Publié le par Sylvain Lambert-Virgili

On était ensemble au collège, au lycée,

C’est vrai qu’on a changé

Moi j’ai des enfants, un mari,

Et toi que reste-t-il dans ta vie ?

Tu me croyais pas destinée

A une vie sage et bien rangée

Tu m’as délaissé, j’étais perdue

Mais mon mari m’a trouvé.

Toi, je ne te reconnais plus

C’est vrai que pour toi j’étais de celles

Qui ne disent jamais non,

Une « marie couche toi la »

Dont je suis sure que t’avais oublié le prénom.

C’est sur je n’étais pas la plus jolie

J’étais juste sa copine

Celle que tu distinguais à peine,

Tu te rappelles, tu m’appelais "machine".

J’avais quelques kilos de plus,

Peut être des kilos en trop,

Et j’aimais la chaleur des garçons,

Je te l’accorde, un peu trop

Ah oui tu m’avais dit avoir eu

Des dizaines de conquêtes,

Au fait je ne les avais jamais vues,

Ah oui c’étais pendant les fêtes.

En fait je pense que j’ai été ta première fois

De celles qui comptent mais pas tant que ça.
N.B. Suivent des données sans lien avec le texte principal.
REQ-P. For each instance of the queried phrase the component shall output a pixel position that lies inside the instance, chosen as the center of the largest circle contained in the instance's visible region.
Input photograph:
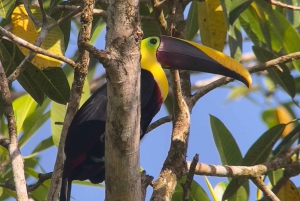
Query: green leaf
(212, 24)
(97, 28)
(197, 192)
(261, 149)
(240, 195)
(57, 114)
(58, 111)
(23, 107)
(150, 28)
(235, 41)
(219, 190)
(250, 21)
(42, 146)
(191, 26)
(240, 92)
(292, 16)
(274, 176)
(52, 81)
(228, 149)
(258, 153)
(6, 7)
(53, 4)
(236, 8)
(10, 61)
(284, 78)
(33, 122)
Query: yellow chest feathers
(150, 64)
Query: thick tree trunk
(123, 109)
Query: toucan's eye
(153, 41)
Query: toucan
(84, 146)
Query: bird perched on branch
(84, 146)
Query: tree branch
(4, 142)
(76, 91)
(262, 186)
(13, 149)
(189, 178)
(159, 122)
(30, 188)
(122, 135)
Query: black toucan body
(84, 146)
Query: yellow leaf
(284, 117)
(23, 27)
(288, 192)
(212, 24)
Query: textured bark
(13, 147)
(174, 165)
(79, 77)
(122, 164)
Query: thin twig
(262, 186)
(41, 179)
(189, 178)
(13, 149)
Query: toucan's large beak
(180, 54)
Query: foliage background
(241, 114)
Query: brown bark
(79, 77)
(122, 164)
(13, 146)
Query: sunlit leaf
(212, 24)
(6, 7)
(258, 153)
(10, 60)
(23, 107)
(211, 190)
(23, 27)
(43, 145)
(219, 190)
(284, 117)
(197, 192)
(33, 122)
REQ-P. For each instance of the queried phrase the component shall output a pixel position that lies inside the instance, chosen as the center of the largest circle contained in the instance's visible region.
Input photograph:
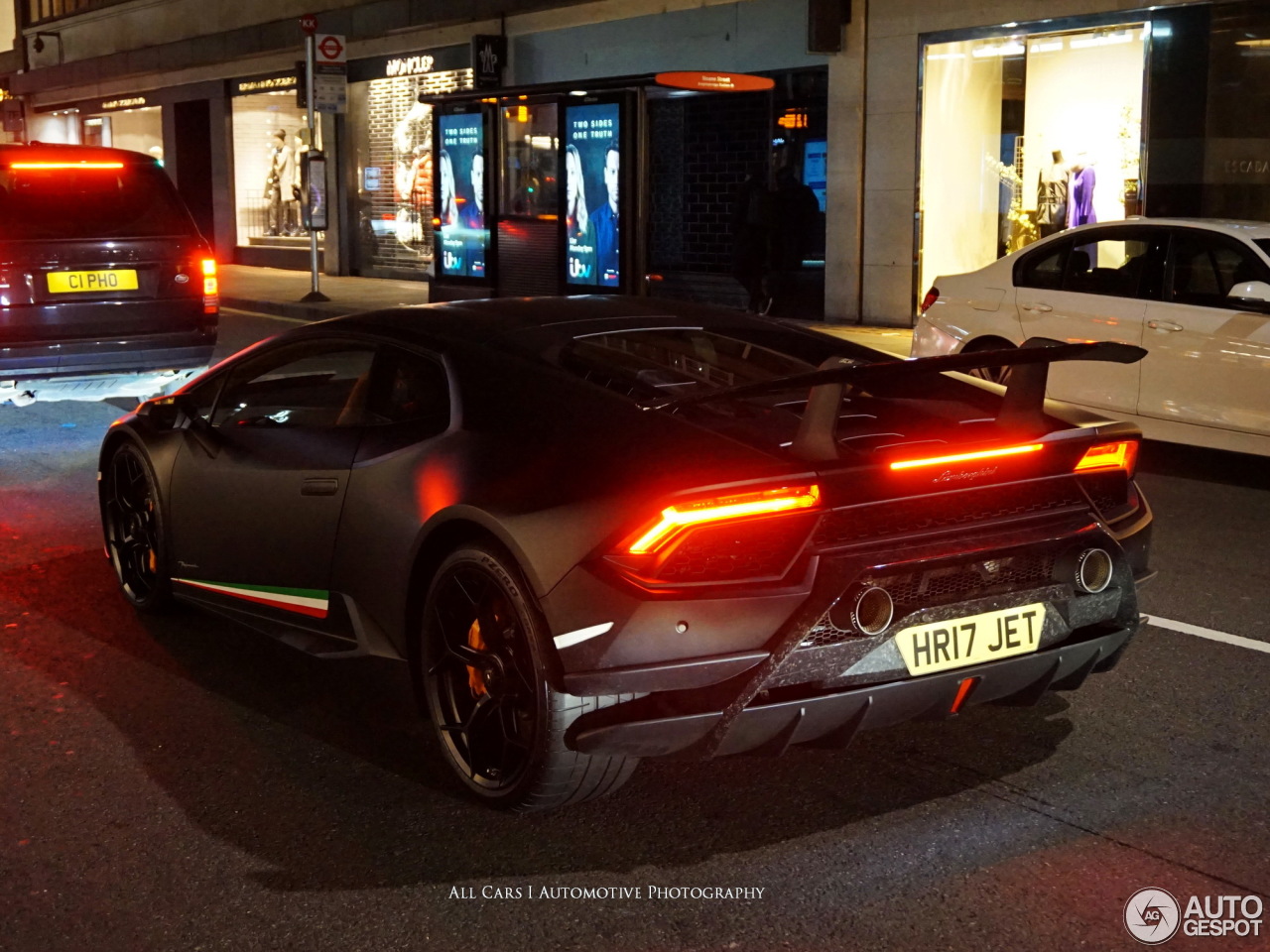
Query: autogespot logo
(1151, 915)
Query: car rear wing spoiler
(1023, 409)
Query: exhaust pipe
(869, 612)
(1092, 570)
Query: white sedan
(1194, 293)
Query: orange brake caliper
(475, 679)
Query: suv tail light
(737, 537)
(211, 286)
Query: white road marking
(574, 638)
(1238, 640)
(271, 316)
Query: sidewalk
(278, 293)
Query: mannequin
(278, 177)
(1052, 195)
(293, 188)
(1080, 207)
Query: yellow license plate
(956, 643)
(72, 282)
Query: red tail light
(211, 286)
(675, 518)
(743, 536)
(965, 457)
(1121, 454)
(64, 166)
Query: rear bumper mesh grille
(947, 511)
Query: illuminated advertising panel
(592, 194)
(461, 195)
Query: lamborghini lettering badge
(949, 476)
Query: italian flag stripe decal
(312, 602)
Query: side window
(1206, 267)
(1118, 266)
(310, 384)
(202, 397)
(1044, 270)
(408, 388)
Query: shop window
(137, 130)
(1020, 141)
(271, 136)
(531, 148)
(391, 134)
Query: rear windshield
(136, 200)
(676, 362)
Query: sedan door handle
(318, 488)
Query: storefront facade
(389, 177)
(597, 177)
(978, 139)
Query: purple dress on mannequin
(1080, 204)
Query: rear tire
(134, 526)
(483, 673)
(997, 375)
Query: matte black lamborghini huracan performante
(599, 530)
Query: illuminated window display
(1024, 136)
(391, 134)
(271, 136)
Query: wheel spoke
(480, 676)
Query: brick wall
(701, 149)
(403, 243)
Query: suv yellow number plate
(113, 280)
(956, 643)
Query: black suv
(105, 286)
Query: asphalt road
(183, 783)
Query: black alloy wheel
(132, 520)
(483, 674)
(485, 697)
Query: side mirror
(163, 413)
(178, 412)
(1251, 291)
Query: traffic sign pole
(309, 24)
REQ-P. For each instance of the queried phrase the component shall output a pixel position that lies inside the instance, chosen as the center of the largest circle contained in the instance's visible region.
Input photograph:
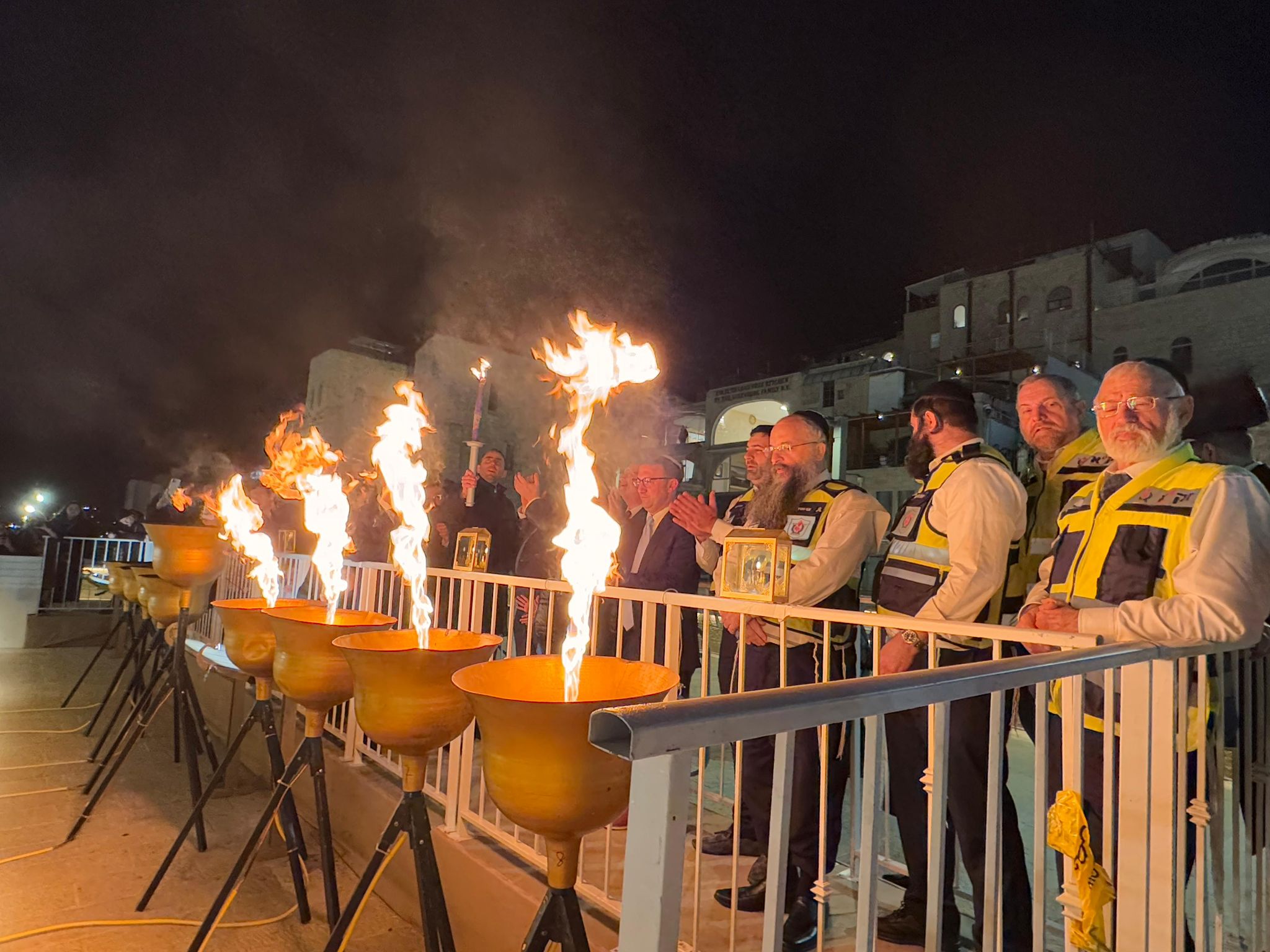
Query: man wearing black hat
(948, 553)
(833, 526)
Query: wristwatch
(915, 639)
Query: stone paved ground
(103, 873)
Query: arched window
(1180, 353)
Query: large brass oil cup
(249, 639)
(187, 555)
(306, 667)
(539, 765)
(163, 599)
(404, 695)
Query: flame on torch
(590, 371)
(401, 438)
(243, 519)
(304, 467)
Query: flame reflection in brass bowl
(249, 639)
(539, 765)
(306, 667)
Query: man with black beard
(701, 518)
(833, 527)
(946, 559)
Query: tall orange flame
(401, 438)
(588, 374)
(304, 467)
(243, 519)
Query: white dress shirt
(710, 549)
(855, 524)
(1223, 588)
(981, 508)
(653, 521)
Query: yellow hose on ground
(112, 923)
(68, 730)
(42, 710)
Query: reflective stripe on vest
(1072, 467)
(917, 553)
(1127, 547)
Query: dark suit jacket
(670, 564)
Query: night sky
(197, 198)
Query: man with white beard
(833, 527)
(1161, 547)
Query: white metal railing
(1157, 792)
(1228, 886)
(74, 574)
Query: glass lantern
(756, 565)
(471, 550)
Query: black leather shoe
(801, 926)
(719, 843)
(750, 899)
(907, 927)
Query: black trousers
(729, 679)
(969, 728)
(804, 666)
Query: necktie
(628, 609)
(643, 544)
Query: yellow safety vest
(1048, 490)
(1126, 549)
(804, 527)
(917, 553)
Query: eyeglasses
(1105, 408)
(786, 447)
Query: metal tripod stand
(308, 757)
(262, 715)
(409, 821)
(190, 729)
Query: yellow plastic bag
(1068, 833)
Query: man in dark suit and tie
(665, 560)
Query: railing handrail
(641, 731)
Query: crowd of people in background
(1151, 524)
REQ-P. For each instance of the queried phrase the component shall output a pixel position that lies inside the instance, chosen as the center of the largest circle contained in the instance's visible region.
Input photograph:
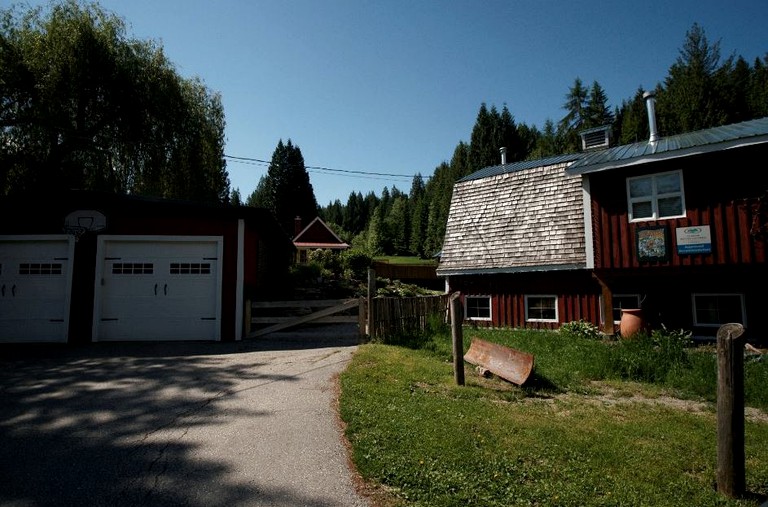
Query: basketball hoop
(79, 222)
(75, 230)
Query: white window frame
(728, 294)
(527, 308)
(655, 196)
(478, 296)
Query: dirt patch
(608, 395)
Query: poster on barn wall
(693, 240)
(652, 243)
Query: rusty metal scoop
(507, 363)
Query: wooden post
(247, 317)
(731, 480)
(457, 319)
(371, 295)
(609, 327)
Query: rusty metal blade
(508, 363)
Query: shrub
(355, 264)
(581, 329)
(651, 357)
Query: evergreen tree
(286, 189)
(235, 198)
(418, 215)
(398, 226)
(757, 95)
(692, 95)
(597, 112)
(632, 120)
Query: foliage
(356, 264)
(581, 329)
(651, 357)
(83, 105)
(699, 91)
(286, 189)
(563, 440)
(398, 289)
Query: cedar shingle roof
(518, 217)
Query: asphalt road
(171, 424)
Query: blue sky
(390, 87)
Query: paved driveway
(195, 424)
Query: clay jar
(631, 322)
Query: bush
(355, 264)
(651, 357)
(581, 329)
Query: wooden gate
(279, 315)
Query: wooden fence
(389, 315)
(392, 316)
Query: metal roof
(682, 145)
(520, 166)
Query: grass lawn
(583, 431)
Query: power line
(256, 161)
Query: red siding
(578, 296)
(726, 203)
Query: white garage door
(35, 288)
(158, 288)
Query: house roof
(513, 218)
(317, 234)
(519, 166)
(683, 145)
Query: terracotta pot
(632, 322)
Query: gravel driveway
(195, 424)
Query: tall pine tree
(286, 189)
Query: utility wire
(256, 161)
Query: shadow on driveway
(118, 424)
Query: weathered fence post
(457, 319)
(371, 295)
(247, 317)
(731, 472)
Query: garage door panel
(160, 290)
(35, 285)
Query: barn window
(477, 307)
(541, 308)
(655, 196)
(714, 310)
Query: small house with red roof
(315, 236)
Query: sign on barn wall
(693, 240)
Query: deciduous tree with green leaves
(83, 105)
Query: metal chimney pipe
(650, 104)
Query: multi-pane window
(132, 268)
(541, 308)
(40, 268)
(190, 268)
(478, 307)
(621, 301)
(656, 196)
(718, 309)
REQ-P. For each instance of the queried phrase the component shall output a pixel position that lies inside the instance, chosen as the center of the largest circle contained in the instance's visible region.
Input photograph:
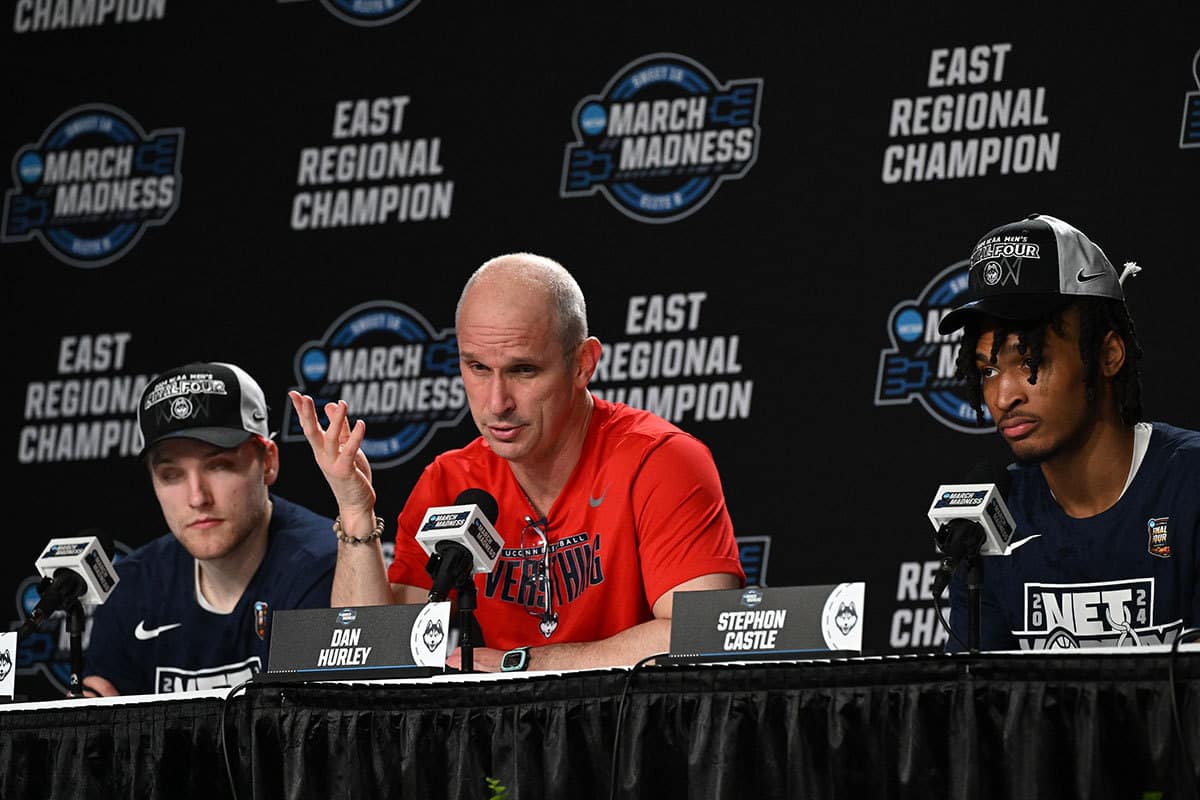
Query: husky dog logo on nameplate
(364, 643)
(767, 624)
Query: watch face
(513, 660)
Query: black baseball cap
(214, 402)
(1026, 270)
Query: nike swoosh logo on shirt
(1019, 542)
(144, 635)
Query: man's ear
(1111, 355)
(270, 462)
(587, 360)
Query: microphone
(971, 518)
(460, 539)
(75, 569)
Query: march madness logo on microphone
(393, 370)
(661, 138)
(91, 185)
(46, 650)
(919, 365)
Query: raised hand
(339, 453)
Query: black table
(1072, 725)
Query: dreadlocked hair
(1097, 317)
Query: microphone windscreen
(480, 498)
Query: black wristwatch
(515, 660)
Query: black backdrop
(805, 262)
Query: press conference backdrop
(767, 205)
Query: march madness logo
(393, 370)
(46, 650)
(661, 138)
(919, 365)
(367, 13)
(91, 185)
(1189, 133)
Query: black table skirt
(928, 727)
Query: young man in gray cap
(1107, 545)
(192, 608)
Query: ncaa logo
(991, 274)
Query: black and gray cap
(217, 403)
(1029, 269)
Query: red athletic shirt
(642, 512)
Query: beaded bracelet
(342, 536)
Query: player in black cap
(1107, 547)
(193, 606)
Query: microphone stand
(76, 620)
(467, 624)
(975, 593)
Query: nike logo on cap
(145, 635)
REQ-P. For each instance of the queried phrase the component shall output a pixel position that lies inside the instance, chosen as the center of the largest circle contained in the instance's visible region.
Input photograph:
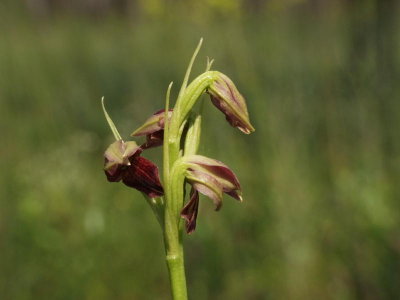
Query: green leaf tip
(110, 122)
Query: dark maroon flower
(123, 162)
(211, 178)
(189, 211)
(226, 97)
(153, 129)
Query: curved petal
(116, 158)
(143, 175)
(190, 210)
(225, 96)
(207, 185)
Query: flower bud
(123, 162)
(212, 178)
(226, 98)
(153, 124)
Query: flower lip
(212, 178)
(226, 97)
(190, 210)
(123, 162)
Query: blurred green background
(321, 174)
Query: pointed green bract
(110, 122)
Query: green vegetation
(321, 211)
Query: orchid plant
(178, 131)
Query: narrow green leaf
(110, 122)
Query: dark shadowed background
(321, 174)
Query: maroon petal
(115, 173)
(142, 175)
(190, 210)
(154, 139)
(208, 186)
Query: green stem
(175, 261)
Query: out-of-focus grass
(320, 175)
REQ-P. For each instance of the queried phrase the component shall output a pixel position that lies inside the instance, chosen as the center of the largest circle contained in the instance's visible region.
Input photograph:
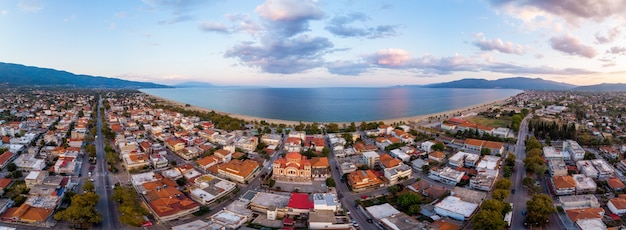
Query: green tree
(11, 167)
(500, 194)
(81, 212)
(539, 207)
(485, 151)
(330, 182)
(88, 186)
(504, 183)
(438, 146)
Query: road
(521, 196)
(103, 189)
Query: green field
(498, 122)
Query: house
(584, 213)
(564, 185)
(617, 205)
(293, 144)
(239, 171)
(446, 175)
(370, 158)
(437, 156)
(615, 184)
(206, 162)
(175, 145)
(584, 184)
(427, 146)
(557, 167)
(574, 149)
(455, 208)
(293, 168)
(363, 179)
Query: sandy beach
(413, 119)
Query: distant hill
(194, 84)
(20, 75)
(602, 87)
(505, 83)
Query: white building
(574, 149)
(396, 173)
(455, 208)
(370, 158)
(326, 201)
(446, 175)
(427, 146)
(397, 153)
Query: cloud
(180, 9)
(31, 6)
(289, 17)
(571, 45)
(498, 45)
(611, 35)
(214, 27)
(286, 56)
(570, 11)
(176, 19)
(391, 57)
(341, 26)
(619, 50)
(347, 68)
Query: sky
(309, 43)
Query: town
(122, 159)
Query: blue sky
(303, 43)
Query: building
(617, 205)
(325, 219)
(326, 201)
(584, 184)
(446, 175)
(437, 156)
(239, 171)
(398, 173)
(557, 167)
(455, 208)
(579, 201)
(584, 213)
(363, 180)
(228, 219)
(293, 168)
(574, 149)
(564, 185)
(370, 158)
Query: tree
(81, 211)
(438, 146)
(500, 194)
(11, 167)
(88, 186)
(539, 207)
(510, 160)
(485, 151)
(504, 183)
(330, 182)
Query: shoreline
(413, 119)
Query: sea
(332, 104)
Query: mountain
(505, 83)
(602, 87)
(193, 84)
(20, 75)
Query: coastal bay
(337, 105)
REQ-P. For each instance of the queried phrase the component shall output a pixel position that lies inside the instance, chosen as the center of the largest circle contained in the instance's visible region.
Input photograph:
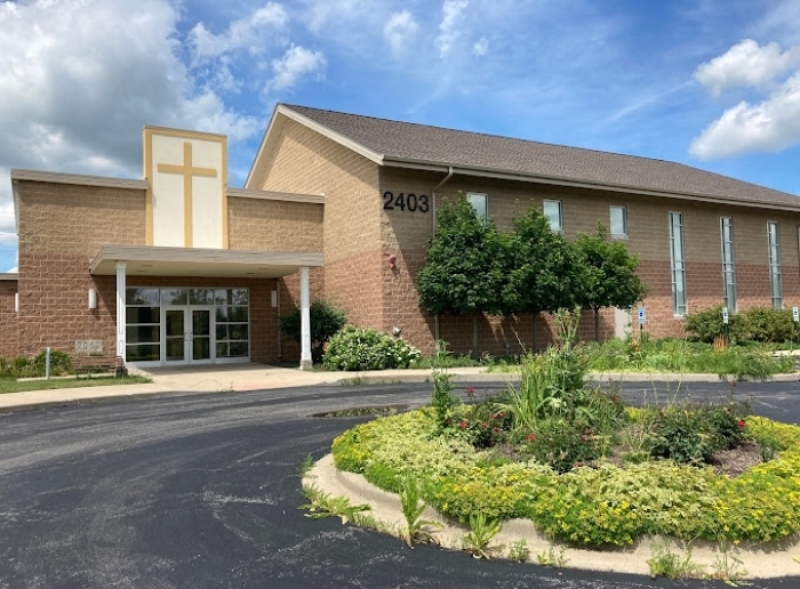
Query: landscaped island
(585, 469)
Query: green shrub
(325, 322)
(562, 445)
(598, 506)
(769, 325)
(367, 349)
(707, 324)
(483, 425)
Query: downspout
(433, 228)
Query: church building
(178, 268)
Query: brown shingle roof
(396, 140)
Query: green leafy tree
(326, 320)
(608, 274)
(464, 270)
(543, 269)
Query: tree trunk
(475, 336)
(596, 324)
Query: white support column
(305, 322)
(121, 286)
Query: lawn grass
(12, 385)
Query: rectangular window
(552, 210)
(678, 264)
(619, 221)
(479, 202)
(776, 281)
(728, 263)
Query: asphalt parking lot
(203, 491)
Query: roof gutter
(556, 181)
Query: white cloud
(746, 64)
(771, 125)
(400, 31)
(295, 63)
(452, 13)
(481, 48)
(250, 33)
(81, 77)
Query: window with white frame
(479, 202)
(728, 263)
(678, 264)
(775, 279)
(618, 218)
(552, 210)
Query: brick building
(341, 207)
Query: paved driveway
(202, 491)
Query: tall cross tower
(187, 177)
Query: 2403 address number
(402, 201)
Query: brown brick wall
(61, 228)
(270, 225)
(405, 234)
(53, 304)
(8, 319)
(306, 162)
(78, 220)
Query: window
(773, 240)
(618, 221)
(728, 263)
(552, 210)
(678, 264)
(479, 202)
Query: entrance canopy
(178, 261)
(197, 341)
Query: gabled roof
(394, 143)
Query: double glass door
(188, 335)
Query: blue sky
(711, 83)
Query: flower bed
(596, 505)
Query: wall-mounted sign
(89, 346)
(406, 202)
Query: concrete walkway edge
(252, 377)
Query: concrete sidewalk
(251, 377)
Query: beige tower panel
(187, 200)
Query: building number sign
(406, 202)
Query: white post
(121, 286)
(305, 322)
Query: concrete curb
(264, 377)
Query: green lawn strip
(11, 385)
(594, 507)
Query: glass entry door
(187, 335)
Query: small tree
(464, 269)
(608, 274)
(543, 269)
(325, 322)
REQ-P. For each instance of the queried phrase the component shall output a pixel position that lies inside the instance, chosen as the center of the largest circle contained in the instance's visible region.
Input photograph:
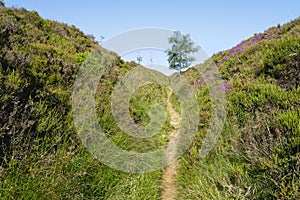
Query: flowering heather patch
(225, 86)
(254, 40)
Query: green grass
(41, 156)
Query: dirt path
(169, 174)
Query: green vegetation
(257, 156)
(179, 55)
(41, 157)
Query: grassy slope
(257, 155)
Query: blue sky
(215, 25)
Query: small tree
(139, 58)
(179, 54)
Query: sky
(215, 25)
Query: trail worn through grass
(169, 185)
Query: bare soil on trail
(169, 185)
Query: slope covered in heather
(257, 156)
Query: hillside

C’est vrai je n’étais pas de celles

A qui tu faisais ta parade d’amour,

Moi j’étais juste celle

Qui était toujours d’accord,

Tu te rappelles, tu venais chez moi

Mais dés le lendemain,

Quand on était en public,

Tu fuyais ma main.

Quand on s’embrassait

Toujours loin des regards,

T’inquiète je savais pourquoi

Pour qu’on ne puisse nous voir.

Moi je fermais les yeux

A pourfendre mes paupières

Et toi tu guettais

Alors tu les gardais ouverts.

Pourtant je le savais

Il ne fallait pas que je m’attache

Toi surtout tu voulais

Pas que ça se sache,

Mais quand t’étais dans mes bras

Ton murmure essoufflé,

C’était bien à moi

Qu’il était destiné.

Enlacée contre toi à respirer ta peau,

Je le sais, je l’affirme, tu m’aimais mon salaud.

Certaines tombent amoureuses,

C’est pour ça qu’on les élève,

Moi je tombais amoureuses

Comme on tombe d’une chaise.

Tellement fier de l’avoir fait,

Tu vantais ton expérience,

Ma pudeur tu abandonnais,

Pour ton prix d’excellence.

Je n’étais que sources de tes balivernes,

Tu te croyais viril petit homme des cavernes.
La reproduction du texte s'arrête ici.